Eleven distinct songs that lock together into a single, singular, daydreamy groove. Or, to use a comparison, this is Deerhunter’s Future Days: less abrasive; more summery.
Whether this is better or not than Microcastle is a good debate: I’d say that none of these songs are able to match Microcastle’s highs (“Nothing Ever Happened” and “Saved by Old Times”), though Halcyon Digest forgoes that album’s middle stretch, which, as you know, was a bunch of polite nothings arranged in a suite to form one big nothing.
And no, good as Halcyon Digest’s answer to “Nothing Ever Happened,” “Desire Lines” is, it’s not as good as “Nothing Ever Happened”: this one basically reaches its climax (the ascending scales from 3:13-onwards, climbing their way to the sky and lingering there) and plateaus, whereas “Nothing Ever Happens” keeps going. That being said, enjoy the bass intro, which announces the song in the same way the harmonica does on the preceding “Memory Boy”; enjoy the backing vocals, like the spectre of a friend who you remember but doesn’t remember you; enjoy the “oh-oh” hook dispersed throughout the choruses, which achieves something catchier than anything on Fading Frontier – without sacrificing what we came to Deerhunter for in the first place.

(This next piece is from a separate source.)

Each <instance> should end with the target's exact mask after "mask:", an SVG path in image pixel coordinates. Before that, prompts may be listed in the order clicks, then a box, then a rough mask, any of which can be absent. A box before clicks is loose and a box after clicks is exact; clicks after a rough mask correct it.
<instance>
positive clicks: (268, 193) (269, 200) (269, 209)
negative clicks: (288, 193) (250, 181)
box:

Another debate is whether or not Halcyon Digest is better than Arcade Fire’s The Suburbs, an album that came out the same year about the same suburban malaise. If you asked me five years ago, I would have said The Suburbs because the tunes were more immediate, but now, I’m inclined to say Halycon Digest: as Christgau noted his review of the album, Halcyon’s tunes slowly reveal themselves (whereas the tunes on The Suburbs revealed their hand immediately and slowly lose their repeat-value because they abandoned their usual crescendo-through-instruments approach). (Sorry Bradford, I know younger you never wanted to be compared to Arcade Fire.)

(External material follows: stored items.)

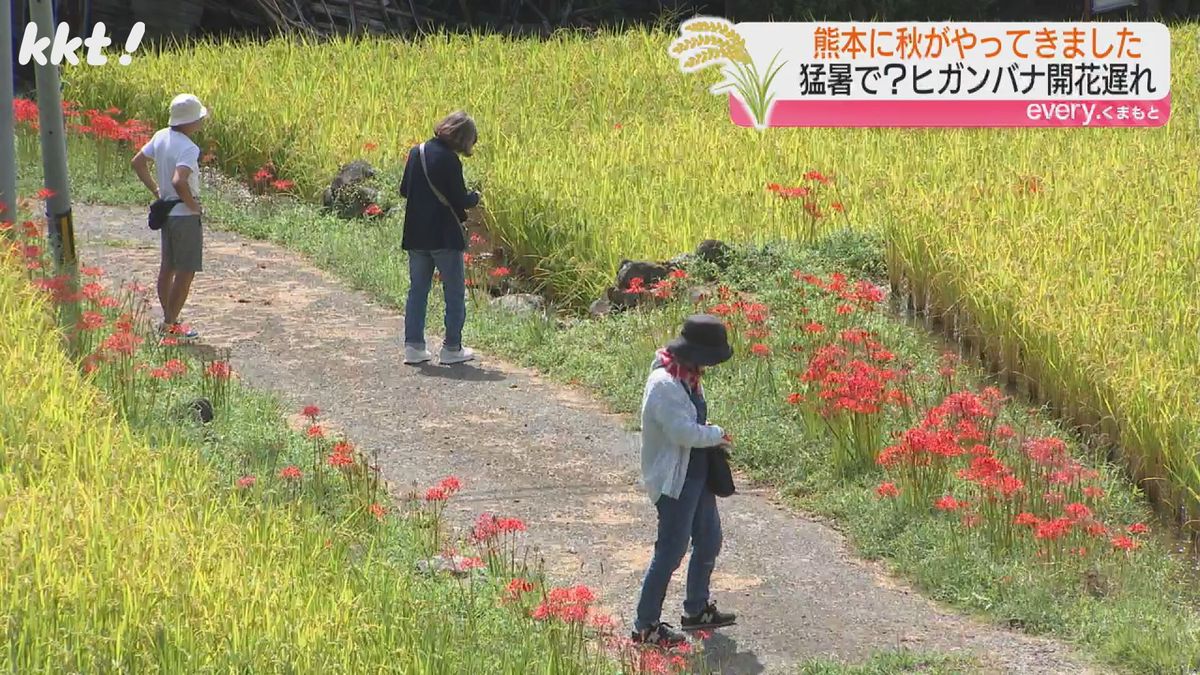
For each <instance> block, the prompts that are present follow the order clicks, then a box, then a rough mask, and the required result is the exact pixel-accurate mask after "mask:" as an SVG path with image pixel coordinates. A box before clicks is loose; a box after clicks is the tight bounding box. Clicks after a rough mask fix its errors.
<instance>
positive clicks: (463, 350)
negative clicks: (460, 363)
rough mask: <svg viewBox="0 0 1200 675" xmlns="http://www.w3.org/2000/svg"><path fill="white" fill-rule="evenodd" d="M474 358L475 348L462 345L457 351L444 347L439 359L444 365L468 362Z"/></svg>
mask: <svg viewBox="0 0 1200 675" xmlns="http://www.w3.org/2000/svg"><path fill="white" fill-rule="evenodd" d="M474 358H475V352H474V351H473V350H468V348H467V347H462V348H461V350H458V351H456V352H451V351H450V350H446V348H445V347H442V353H439V354H438V360H440V362H442V365H451V364H456V363H467V362H469V360H473V359H474Z"/></svg>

Unsurprisingly, the singles that aren’t “Desire Lines” or “Helicopter” – “Revival” and “Memory Boy” – are some the album’s slighter songs; both are riff-driven (a jangle guitar riff and the aforementioned harmonic, respectively) to leave an impression but not long enough to leave a lasting one. Of these two, “Memory Boy” is the better, lyrics that seem to chronicle a failed friendship (“That October, he came over every day / The smell of loose-leaf joints on jeans and we would play”) to a failed household (the play on “son” and “sun” in the song’s final verse).

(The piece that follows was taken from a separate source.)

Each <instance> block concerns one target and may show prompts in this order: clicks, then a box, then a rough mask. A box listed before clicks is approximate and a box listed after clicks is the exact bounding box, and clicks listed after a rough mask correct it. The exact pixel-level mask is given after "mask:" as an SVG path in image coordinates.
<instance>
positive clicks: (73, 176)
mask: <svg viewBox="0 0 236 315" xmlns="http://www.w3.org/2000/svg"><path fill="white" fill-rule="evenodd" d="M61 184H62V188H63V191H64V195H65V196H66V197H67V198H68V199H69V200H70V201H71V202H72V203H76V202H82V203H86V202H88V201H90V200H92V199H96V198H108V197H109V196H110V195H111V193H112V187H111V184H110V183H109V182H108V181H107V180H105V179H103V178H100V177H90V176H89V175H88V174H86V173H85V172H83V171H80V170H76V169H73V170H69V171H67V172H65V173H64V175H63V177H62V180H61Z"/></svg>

Compare these to the album’s more ambitious and/or longer songs: the slowly-unraveling opener “Earthquake” whose electronic drums mimic the buzz if cicada wings on a summer night, the shronking saxophone of “Coronado” and Jay Reatard-tribute “He Would Have Laughed” which employs a lovely keyboard line (actually, between this, “Coronado” and “Helicopter,” the best thing about this album might be the keyboard lines) and a steady beat (great obtuse lyric: “I lived on a farm, yeah / I never lived on a farm”). And the album’s ballads, like “Sailing” and “Basement Scene” are sequenced perfectly (ie. after the punchier “Revival” and centerpiece “Desire Lines” respectively) such that neither break the album’s flow.
Oh, and “Helicopter”’s great: Bradford Cox’s voice harmonizing with the aforementioned keyboard might be the album’s prettiest ‘moment’, even if the lyrics are inspired by a really sad story of a Russian man forced to turn tricks at a young age, who eventually committed suicide.